Unsurprisingly, patterns show a steady rise in the proportion of female deaths over the course of the conflict. It went from less than 1 percent in April 2011 to over 18% today suggesting targeted killing.

One proxy to understanding civilian targeting is unarmed women and according to the Syrian Trackers data, 85 percent of these women died as a result of artillery: large caliber guns, shelling, tanks as well as gun shots and air bombardment. This is collateral damage: women dying as bystanders. Other top causes of female deaths are beating and stabbing, and behaviors typically associated with deliberate murder. Other reports show that sniper fire, typically used as a discriminate method, is used indiscriminately across Syria and the targeting includes children.

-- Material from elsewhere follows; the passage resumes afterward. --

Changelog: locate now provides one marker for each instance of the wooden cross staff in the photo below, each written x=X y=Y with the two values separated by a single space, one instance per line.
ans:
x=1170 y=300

The impact of technology and digital activism on conflicts is growing in ways that are difficult to measure yet undeniable as seen in Tunisia or Egypt during the so-called Arab Spring. As the conflict in Syria rages into its fifth year, people keep e-documenting the futility, brutality and stupidity of war. Women remain senseless victims but they are also speaking out using tools that were never available before. Unable to express opinions or to make choices within their families, let alone communities, they have been turning to the web to claim their human rights. Others, men and women invent tools to help them. One would hope that a constant metric would be the engagement of these citizens everywhere. Independent reporting is banned from Syria, but for the few free lancers who go in anyway, the future of Syria and the safety of our world might depend on just that.